Ma, a ben vedere, si muovono su terreni diversi anche gli appartenenti alla stessa fazione. Ramadan, per esempio, afferma che è il silenzio internazionale a facilitare (lui dice proprio “produrre”) la violenza nei territori palestinesi, e se l’idea del boicottaggio della celebrazione dei sessant’anni dello stato di Israele è comune con quella di Vattimo, la sua finalità è quella di smuovere opinioni e risvegliare coscienze, mentre Vattimo non pare avere questi obiettivi, ma discute l’intento propagandistico della Fiera cogliendo l’occasione per condannare (e su questo mi trova d’accordo) lo sfruttamento della Shoah.
Chi, invece, appoggia Israele si appella al suo diritto di esistenza, un diritto sancito dalla comunità internazionale nel 1948 (risoluzione 181 delle Nazioni Unite) e quindi sostiene che il boicottaggio sia un atto antisemita.
Per quanto io tendenzialmente diffidi di coloro che prendono posizioni equidistanti, in questo caso non posso essere d’accordo con Madgi Allam (vedere il suo articolo “Sbagliano anche gli equidistanti“) se questi spostano la discussione su un altro terreno ancora.
Non so se abbia ragione la Bresso a sostenere che questa polemica è pretestuosa e anche un po’ ridicola, ma se la manifestazione ha davvero – come ribadiscono gli organizzatori – un carattere rigorosamente culturale, è da considerare quello che scrive la Reschia su la Stampa:

[…] è corretto pensare, qualcuno l’ha proposto, di boicottare le Olimpiadi perché la Cina fa strame dei diritti umani?
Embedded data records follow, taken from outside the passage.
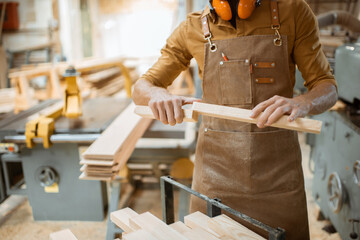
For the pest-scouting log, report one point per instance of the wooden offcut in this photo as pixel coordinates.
(197, 226)
(65, 234)
(199, 220)
(121, 219)
(114, 147)
(155, 226)
(226, 226)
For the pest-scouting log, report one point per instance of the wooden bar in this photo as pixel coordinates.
(237, 114)
(226, 226)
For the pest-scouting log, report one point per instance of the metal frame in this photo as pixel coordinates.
(214, 207)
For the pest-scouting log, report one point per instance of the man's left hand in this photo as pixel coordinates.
(278, 106)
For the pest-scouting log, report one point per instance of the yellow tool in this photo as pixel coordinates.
(43, 126)
(72, 98)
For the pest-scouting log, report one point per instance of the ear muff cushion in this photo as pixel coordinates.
(245, 8)
(222, 9)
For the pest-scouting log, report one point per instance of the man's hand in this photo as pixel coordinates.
(278, 106)
(167, 107)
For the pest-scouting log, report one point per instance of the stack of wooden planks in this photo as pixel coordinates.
(106, 82)
(7, 98)
(110, 152)
(197, 226)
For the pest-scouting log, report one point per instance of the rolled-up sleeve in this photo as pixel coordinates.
(174, 59)
(307, 52)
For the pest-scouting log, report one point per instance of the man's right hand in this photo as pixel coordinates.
(167, 107)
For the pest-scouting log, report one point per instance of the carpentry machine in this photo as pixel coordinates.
(336, 153)
(41, 150)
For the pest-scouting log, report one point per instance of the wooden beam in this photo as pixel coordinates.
(155, 226)
(243, 115)
(139, 235)
(199, 220)
(63, 235)
(121, 219)
(145, 112)
(180, 227)
(238, 114)
(226, 226)
(199, 233)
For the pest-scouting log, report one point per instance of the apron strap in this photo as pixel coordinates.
(207, 33)
(274, 14)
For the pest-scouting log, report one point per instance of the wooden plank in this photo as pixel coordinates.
(119, 137)
(180, 227)
(199, 233)
(199, 220)
(97, 162)
(83, 176)
(243, 115)
(139, 235)
(145, 112)
(63, 235)
(155, 226)
(238, 114)
(102, 75)
(121, 219)
(224, 225)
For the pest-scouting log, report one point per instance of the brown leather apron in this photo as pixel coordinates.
(255, 171)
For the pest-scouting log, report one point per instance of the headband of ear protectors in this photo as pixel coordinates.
(225, 8)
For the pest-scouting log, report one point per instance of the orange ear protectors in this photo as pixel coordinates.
(244, 9)
(222, 9)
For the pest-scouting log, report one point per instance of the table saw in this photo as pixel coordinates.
(49, 177)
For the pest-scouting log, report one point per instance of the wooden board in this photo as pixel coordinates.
(224, 225)
(180, 227)
(199, 233)
(145, 112)
(115, 137)
(199, 220)
(83, 176)
(238, 114)
(139, 235)
(155, 226)
(63, 235)
(243, 115)
(121, 219)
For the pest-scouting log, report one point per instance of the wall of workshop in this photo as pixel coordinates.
(35, 18)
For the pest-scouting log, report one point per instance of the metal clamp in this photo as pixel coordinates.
(213, 46)
(214, 207)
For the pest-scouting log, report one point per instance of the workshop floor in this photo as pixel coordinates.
(19, 224)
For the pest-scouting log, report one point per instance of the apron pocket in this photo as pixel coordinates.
(226, 163)
(275, 162)
(235, 82)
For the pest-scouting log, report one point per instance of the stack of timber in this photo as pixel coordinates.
(106, 82)
(196, 226)
(110, 152)
(7, 98)
(97, 78)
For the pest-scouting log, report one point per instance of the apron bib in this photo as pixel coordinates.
(255, 171)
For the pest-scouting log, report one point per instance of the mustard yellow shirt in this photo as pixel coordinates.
(297, 22)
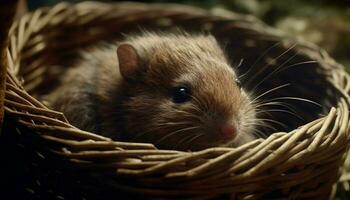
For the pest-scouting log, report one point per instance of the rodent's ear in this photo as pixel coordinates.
(130, 65)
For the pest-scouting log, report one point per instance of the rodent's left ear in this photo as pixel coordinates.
(130, 65)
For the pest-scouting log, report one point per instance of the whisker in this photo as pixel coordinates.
(271, 90)
(283, 111)
(297, 99)
(260, 57)
(176, 132)
(263, 68)
(276, 122)
(274, 71)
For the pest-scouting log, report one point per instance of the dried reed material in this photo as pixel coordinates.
(301, 164)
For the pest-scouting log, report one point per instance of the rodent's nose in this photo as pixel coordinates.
(228, 131)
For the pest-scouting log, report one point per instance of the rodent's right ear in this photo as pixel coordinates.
(130, 65)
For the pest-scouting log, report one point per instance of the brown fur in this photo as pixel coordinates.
(95, 97)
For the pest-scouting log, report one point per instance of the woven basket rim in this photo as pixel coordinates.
(18, 99)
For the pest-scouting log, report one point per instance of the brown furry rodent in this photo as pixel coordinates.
(174, 90)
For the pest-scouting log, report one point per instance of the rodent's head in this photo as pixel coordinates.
(182, 94)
O boicottare i film statunitensi, tutti in blocco, in nome dell’opposizione alle politiche di Bush? O anche, perché no, boicottare il turismo in svariate parti del globo verso Paesi non proprio specchiati in tema di democrazia? E perché non gli scrittori iraniani, per dispetto al regime iraniano e alla sua voglia di forca? O la Turchia, in blocco, perché nega il genocidio armeno e tratta male i curdi?

E ancora

[…] Ma è almeno buffo che chi vuole boicottare oggi Israele sostenesse in passato che era ingiusto l’embargo contro l’Iraq perché colpiva indiscriminatamente tutta una popolazione. O no?